Andy Schleck will not be Leopard Trek's overall contender at this week's Amgen Tour of California. However he does hope to win a stage and put up a strong performance. The Luxembourg native is using the eight-day race as his first block of preparation for the Tour de France in July.

"It's not a big secret if I tell you that my goal of the year is the Tour de France, which is still a long time from now," Schleck said. "But, I believe that if I can follow Levi [Leipheimer] on the climbs then I can do a nice race. I will take it as it comes."

Leopard Trek is expecting Linus Gerdemann to put forth a strong showing in the overall classification this week. The remaining riders on the team include Stefan Denifi, Martin Mortensen, Jakob Fuglsang, Anders Lund Den, Martin Pedersen and Jens Voigt.

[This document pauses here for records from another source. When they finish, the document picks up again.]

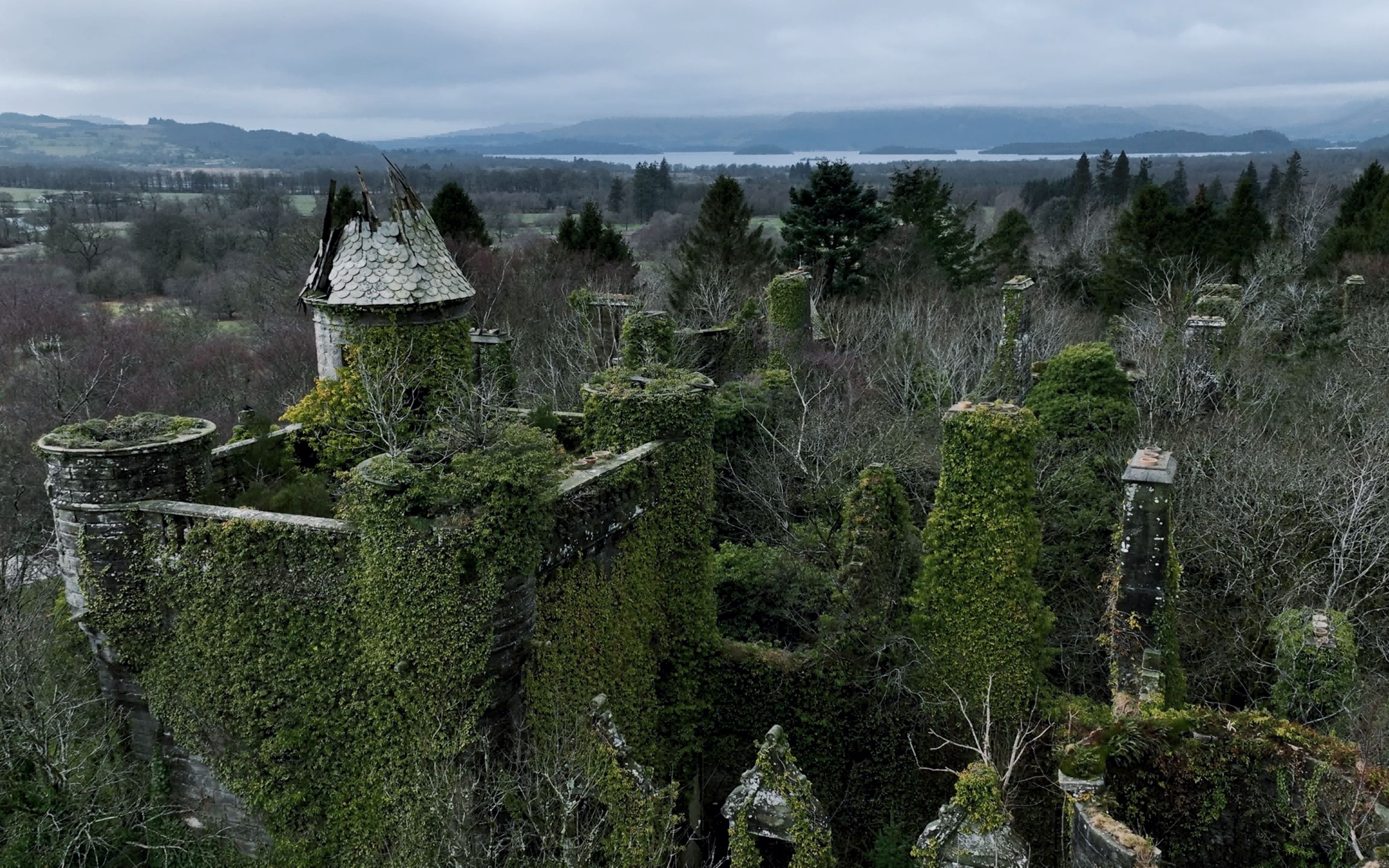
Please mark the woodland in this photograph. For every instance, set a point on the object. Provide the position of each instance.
(834, 530)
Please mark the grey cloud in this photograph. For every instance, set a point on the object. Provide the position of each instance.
(371, 70)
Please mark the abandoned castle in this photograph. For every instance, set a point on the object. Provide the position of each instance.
(503, 589)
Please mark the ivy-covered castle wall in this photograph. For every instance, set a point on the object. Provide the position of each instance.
(327, 668)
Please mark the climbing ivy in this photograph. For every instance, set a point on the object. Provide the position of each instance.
(980, 793)
(328, 676)
(976, 607)
(880, 553)
(1236, 788)
(809, 834)
(1316, 674)
(788, 300)
(647, 338)
(638, 622)
(412, 366)
(1084, 403)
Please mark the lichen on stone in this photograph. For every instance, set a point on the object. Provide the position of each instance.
(122, 431)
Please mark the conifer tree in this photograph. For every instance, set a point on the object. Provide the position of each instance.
(1252, 174)
(457, 217)
(1008, 247)
(1244, 227)
(831, 224)
(591, 235)
(1145, 173)
(1120, 181)
(1294, 177)
(1362, 224)
(723, 246)
(1081, 184)
(1271, 196)
(1105, 174)
(1216, 194)
(921, 199)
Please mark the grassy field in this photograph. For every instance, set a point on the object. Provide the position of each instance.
(25, 199)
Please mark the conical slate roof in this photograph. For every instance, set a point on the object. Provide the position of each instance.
(385, 263)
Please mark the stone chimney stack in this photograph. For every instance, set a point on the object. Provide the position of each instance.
(1012, 367)
(1145, 586)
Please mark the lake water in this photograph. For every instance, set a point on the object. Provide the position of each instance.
(698, 159)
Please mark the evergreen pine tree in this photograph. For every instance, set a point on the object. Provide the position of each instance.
(1294, 177)
(1252, 174)
(723, 246)
(1081, 184)
(1273, 192)
(1362, 224)
(457, 217)
(1242, 226)
(1216, 194)
(921, 199)
(1008, 247)
(588, 233)
(1120, 182)
(1146, 231)
(831, 224)
(1105, 176)
(1145, 173)
(1199, 228)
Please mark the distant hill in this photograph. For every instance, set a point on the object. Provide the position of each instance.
(1157, 142)
(902, 149)
(763, 149)
(936, 130)
(95, 118)
(160, 142)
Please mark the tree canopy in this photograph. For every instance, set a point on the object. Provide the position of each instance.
(830, 226)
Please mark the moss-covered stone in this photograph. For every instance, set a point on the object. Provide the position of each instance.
(124, 431)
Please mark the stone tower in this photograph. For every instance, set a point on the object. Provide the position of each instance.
(380, 271)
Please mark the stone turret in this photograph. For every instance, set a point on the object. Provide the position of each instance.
(1145, 588)
(771, 795)
(96, 472)
(373, 271)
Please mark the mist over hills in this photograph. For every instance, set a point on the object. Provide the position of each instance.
(995, 130)
(159, 141)
(938, 128)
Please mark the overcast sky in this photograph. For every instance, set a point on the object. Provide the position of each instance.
(371, 68)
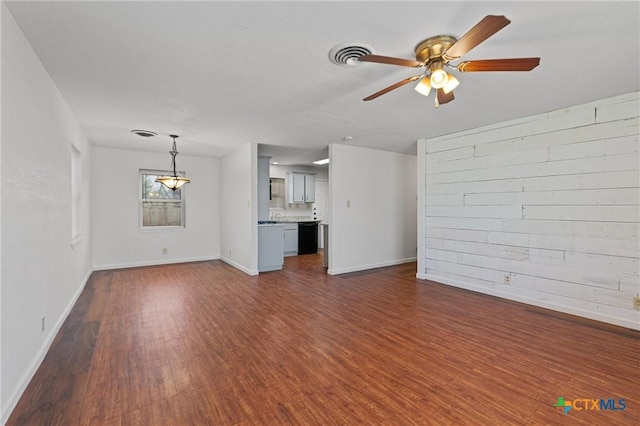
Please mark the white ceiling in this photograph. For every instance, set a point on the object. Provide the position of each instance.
(220, 74)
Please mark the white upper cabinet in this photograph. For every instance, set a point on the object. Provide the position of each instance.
(301, 188)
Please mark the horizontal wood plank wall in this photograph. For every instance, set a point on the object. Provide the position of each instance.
(543, 210)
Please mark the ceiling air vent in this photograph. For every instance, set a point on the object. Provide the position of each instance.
(347, 54)
(144, 133)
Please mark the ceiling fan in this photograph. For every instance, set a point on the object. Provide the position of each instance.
(435, 53)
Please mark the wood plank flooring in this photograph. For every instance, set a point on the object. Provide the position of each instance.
(202, 343)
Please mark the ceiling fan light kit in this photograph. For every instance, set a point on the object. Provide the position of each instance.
(436, 53)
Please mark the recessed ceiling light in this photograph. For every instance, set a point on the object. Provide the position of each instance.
(144, 133)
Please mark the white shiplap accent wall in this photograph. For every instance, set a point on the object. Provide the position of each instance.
(550, 200)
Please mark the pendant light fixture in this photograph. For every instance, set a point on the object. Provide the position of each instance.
(173, 181)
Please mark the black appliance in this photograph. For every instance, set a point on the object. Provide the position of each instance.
(307, 237)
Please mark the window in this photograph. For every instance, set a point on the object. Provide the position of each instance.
(76, 193)
(160, 207)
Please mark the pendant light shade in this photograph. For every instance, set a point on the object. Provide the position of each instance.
(173, 181)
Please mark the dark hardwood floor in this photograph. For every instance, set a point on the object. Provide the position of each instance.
(202, 343)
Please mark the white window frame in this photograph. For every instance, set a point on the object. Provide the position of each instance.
(141, 226)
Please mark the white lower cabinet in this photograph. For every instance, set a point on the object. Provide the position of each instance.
(291, 239)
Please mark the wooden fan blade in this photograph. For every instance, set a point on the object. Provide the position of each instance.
(391, 61)
(392, 87)
(444, 98)
(488, 26)
(513, 64)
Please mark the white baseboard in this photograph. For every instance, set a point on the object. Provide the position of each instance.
(37, 361)
(370, 266)
(609, 319)
(154, 263)
(240, 267)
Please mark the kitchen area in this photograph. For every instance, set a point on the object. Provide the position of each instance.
(292, 212)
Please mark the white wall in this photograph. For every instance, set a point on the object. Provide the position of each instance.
(378, 228)
(239, 217)
(41, 273)
(550, 200)
(118, 241)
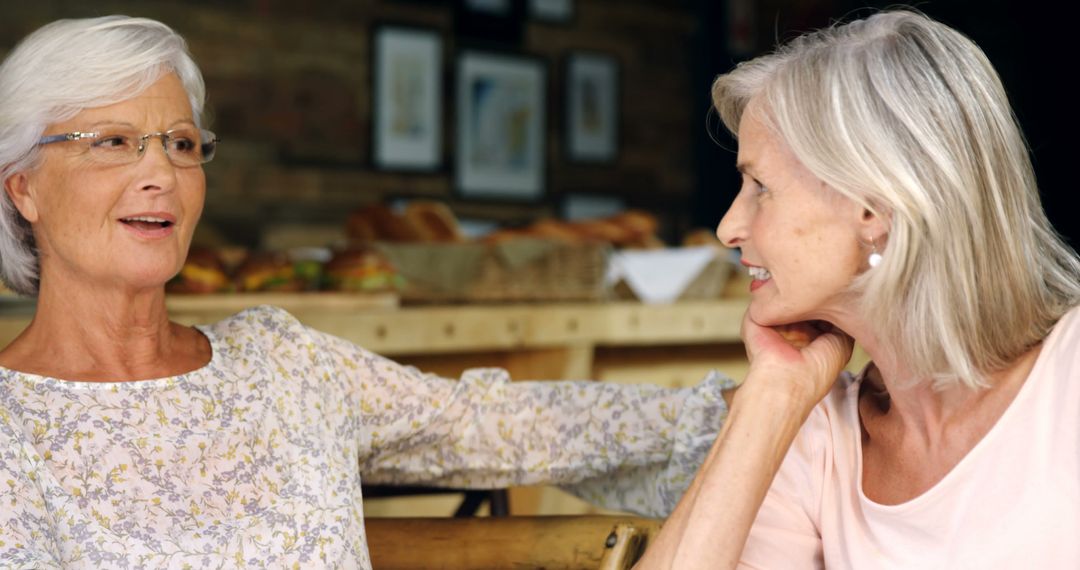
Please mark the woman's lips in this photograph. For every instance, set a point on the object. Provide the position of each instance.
(149, 230)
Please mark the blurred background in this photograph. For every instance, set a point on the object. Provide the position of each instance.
(294, 86)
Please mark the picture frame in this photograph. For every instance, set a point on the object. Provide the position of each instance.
(552, 11)
(497, 23)
(407, 98)
(592, 107)
(501, 125)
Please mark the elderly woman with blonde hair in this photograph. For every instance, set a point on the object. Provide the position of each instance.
(888, 193)
(131, 442)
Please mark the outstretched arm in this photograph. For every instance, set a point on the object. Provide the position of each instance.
(792, 369)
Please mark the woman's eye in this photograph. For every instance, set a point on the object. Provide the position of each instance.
(111, 141)
(184, 145)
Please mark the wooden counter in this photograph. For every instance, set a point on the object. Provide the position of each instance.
(673, 345)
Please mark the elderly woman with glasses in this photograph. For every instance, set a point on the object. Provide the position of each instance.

"We have three guys here to focus on a nice classification," Schleck said. "If I could choose to win a stage, I would love to win a stage. I'm not going to sit back in the peloton and relax. I'm going to fight for as long as I can. If I see that I am up there then I will try to be in the classification. Like I said before, I have been here for a week, I trained good and I feel pretty good but I will have to take it on the road as it comes."

This year's parcours includes the addition of two uphill finishes at stage four on Sierra Road and at stage seven on Mt Baldy, the more significant of the two ascents. Both climbs are well-suited to Schleck's ability and are likely the two places that he will perform well.

"I did the Amgen Tour of California last year and two years ago and this is going to be my fourth time," Schleck said. "If I look at the profile it is definitely, by far, the hardest of all three of them."

Schleck's early season focus was to have strong performances in the classics. He ended the block of racing with third place at Liege-Bastogne-Liege, behind winner Philippe Gilbert of Omega Pharma-Lotto) and his brother Frank.

"I'm pretty happy with my season so far, which I was trying to do some good placing and trying to win one but unfortunately it didn't work out," Schleck said. "After that I took a break with a few days off my bike and I came to California pretty early to get over the jet lag and get some good miles in. I feel alright but I will have to see."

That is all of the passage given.